Nous avons entendu des témoignages déchirants, tels que « si vous me laissez ici plus longtemps, je vais me suicider » et « retourner dans mon pays signifie une mort certaine ». Plusieurs personnes avaient été menacées dans leur pays d’origine en raison de leur orientation sexuelle ou de leurs opinions politiques. Elles vivaient dans la peur, le désespoir et l’incertitude quant à leur avenir. La situation a également bouleversé les membres du personnel de l’immigration, qui ont été profondément touchés. Nous avons organisé des séances de sensibilisation à la santé mentale afin d’éviter que la situation ne se détériore davantage.

En juin, nous avons lancé une intervention d’urgence dans la province de Colón, par laquelle transitaient les personnes migrantes lors de leur traversée maritime entre l’Amérique du Nord et l’Amérique du Sud. À la suite du changement d’administration américaine en 2025 et de la fermeture des principales voies d’accès aux demandes d’asile, beaucoup ont renoncé à attendre au Mexique. D’autres personnes vivaient aux États-Unis depuis des années, mais craignaient d’être persécutées par les forces de sécurité. Certaines, en particulier celles qui avaient des tatouages, étaient terrifiées à l’idée d’être expulsées vers le Salvador ou d’autres pays. Des gens qu’elles connaissaient avaient connu des situations similaires, liées à la stigmatisation qui associe les tatouages aux gangs.

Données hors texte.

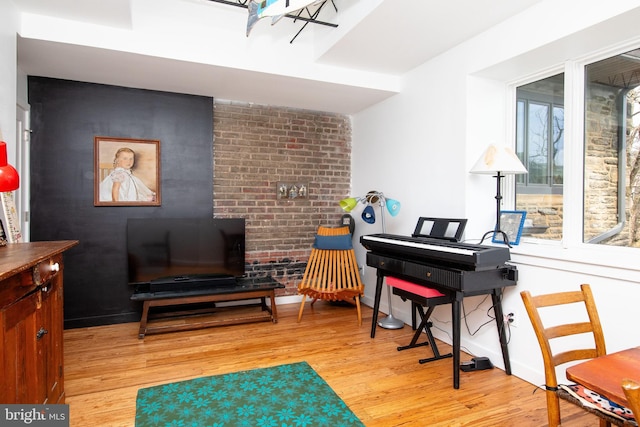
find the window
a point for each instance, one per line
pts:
(611, 151)
(611, 154)
(540, 147)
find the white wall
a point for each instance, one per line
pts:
(449, 110)
(8, 76)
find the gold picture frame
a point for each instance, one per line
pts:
(126, 172)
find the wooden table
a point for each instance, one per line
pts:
(245, 289)
(604, 374)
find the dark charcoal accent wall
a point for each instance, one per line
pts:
(65, 117)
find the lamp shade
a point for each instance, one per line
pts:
(393, 206)
(498, 159)
(348, 204)
(369, 215)
(9, 179)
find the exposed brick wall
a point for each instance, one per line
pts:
(255, 147)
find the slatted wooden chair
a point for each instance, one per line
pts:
(609, 412)
(332, 272)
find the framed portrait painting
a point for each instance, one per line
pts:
(126, 172)
(511, 223)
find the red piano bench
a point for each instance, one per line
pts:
(420, 297)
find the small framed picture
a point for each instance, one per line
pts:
(511, 223)
(126, 172)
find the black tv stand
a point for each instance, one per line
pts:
(192, 282)
(244, 289)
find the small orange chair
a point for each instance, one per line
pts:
(332, 272)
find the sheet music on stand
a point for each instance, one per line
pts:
(9, 218)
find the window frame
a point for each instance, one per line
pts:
(570, 253)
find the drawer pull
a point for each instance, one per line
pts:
(42, 332)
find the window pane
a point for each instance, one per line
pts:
(540, 146)
(538, 143)
(611, 205)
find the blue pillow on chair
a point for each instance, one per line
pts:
(340, 242)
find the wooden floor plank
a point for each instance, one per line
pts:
(105, 366)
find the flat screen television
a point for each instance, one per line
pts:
(184, 250)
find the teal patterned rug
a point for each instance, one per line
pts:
(290, 395)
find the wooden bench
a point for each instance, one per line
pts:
(245, 289)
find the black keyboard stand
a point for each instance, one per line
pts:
(417, 304)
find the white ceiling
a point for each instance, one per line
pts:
(343, 70)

De nombreuses personnes à Colón n’avaient pas les moyens de poursuivre leur voyage et dormaient dans la rue, près du rivage. Elles risquaient l’insolation et des maladies intestinales en raison du manque d’eau potable.

La plupart des personnes migrantes avec lesquelles j’ai discuté avaient été kidnappées ou avaient été témoins de violences extrêmes au Mexique, en Amérique centrale ou lors de la traversée de la jungle du Darién. Elles avaient toutefois normalisé ces expériences, car leur priorité était de trouver un endroit où dormir, de la nourriture et de l’eau. Bien que les consultations en santé mentale se concentraient sur le stress post-traumatique et l’anxiété, il était difficile d’offrir des soins de santé mentale lorsque les besoins fondamentaux n’étaient pas satisfaits.

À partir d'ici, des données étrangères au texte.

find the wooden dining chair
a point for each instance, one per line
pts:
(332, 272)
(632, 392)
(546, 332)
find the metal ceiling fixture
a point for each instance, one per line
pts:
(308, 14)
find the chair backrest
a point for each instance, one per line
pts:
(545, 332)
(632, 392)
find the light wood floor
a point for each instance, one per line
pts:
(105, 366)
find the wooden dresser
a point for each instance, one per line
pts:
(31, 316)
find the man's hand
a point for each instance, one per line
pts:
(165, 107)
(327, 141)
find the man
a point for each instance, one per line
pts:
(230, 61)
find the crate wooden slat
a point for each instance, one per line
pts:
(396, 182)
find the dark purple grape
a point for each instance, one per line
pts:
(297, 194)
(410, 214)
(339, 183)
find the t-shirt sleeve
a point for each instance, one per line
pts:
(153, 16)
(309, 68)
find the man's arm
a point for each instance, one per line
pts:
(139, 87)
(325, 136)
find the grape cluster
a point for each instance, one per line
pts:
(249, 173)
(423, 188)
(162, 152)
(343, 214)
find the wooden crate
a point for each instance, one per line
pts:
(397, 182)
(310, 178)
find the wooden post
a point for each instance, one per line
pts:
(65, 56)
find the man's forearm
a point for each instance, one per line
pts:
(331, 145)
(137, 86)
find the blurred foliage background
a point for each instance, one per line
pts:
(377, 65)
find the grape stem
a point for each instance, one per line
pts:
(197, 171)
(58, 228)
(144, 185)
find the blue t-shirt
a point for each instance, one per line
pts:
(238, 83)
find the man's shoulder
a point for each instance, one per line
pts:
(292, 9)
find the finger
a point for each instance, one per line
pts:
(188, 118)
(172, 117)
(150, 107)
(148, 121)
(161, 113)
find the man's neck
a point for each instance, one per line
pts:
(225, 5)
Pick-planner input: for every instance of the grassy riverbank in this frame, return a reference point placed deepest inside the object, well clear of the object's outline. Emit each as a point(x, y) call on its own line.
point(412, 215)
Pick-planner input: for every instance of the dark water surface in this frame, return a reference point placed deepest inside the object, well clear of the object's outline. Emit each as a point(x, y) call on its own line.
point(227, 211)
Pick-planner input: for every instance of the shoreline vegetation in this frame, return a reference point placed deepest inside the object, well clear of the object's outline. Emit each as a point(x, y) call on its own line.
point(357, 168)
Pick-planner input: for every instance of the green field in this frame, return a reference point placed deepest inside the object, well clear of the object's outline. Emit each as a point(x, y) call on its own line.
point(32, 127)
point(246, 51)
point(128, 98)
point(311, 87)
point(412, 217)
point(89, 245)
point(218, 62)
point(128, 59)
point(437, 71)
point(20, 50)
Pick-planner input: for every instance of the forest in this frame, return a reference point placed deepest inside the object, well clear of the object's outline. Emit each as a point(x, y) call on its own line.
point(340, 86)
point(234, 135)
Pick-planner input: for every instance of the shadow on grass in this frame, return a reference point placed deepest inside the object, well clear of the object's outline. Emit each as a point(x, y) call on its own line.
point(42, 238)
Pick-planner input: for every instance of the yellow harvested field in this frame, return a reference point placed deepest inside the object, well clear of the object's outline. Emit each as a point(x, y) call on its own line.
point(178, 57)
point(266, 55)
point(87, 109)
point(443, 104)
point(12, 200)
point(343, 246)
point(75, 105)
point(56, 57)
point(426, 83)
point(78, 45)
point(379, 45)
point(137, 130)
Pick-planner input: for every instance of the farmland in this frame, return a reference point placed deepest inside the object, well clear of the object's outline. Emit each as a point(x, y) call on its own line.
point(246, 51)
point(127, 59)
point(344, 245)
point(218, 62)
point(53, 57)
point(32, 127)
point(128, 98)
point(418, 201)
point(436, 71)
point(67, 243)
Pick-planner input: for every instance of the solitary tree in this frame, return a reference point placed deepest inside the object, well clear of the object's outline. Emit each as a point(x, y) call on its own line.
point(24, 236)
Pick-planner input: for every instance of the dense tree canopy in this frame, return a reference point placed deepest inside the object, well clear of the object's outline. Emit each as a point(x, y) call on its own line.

C’est pourquoi nous avons mis en œuvre une stratégie pour offrir de l’eau potable au poste de santé. Nous y avons aussi distribué des trousses d’hygiène contenant du papier toilette, des serviettes hygiéniques, des brosses à dents, du savon et des moustiquaires.
Lorsque nous avons terminé nos activités à Colón, en septembre, le flux avait déjà considérablement diminué, et aucune personne migrante n’était arrivée depuis plusieurs jours. Il est essentiel que les organisations humanitaires continuent de surveiller la situation. Même si le nombre de personnes migrantes diminue, nous ne pouvons pas oublier ceux et celles qui se trouvent en Amérique centrale.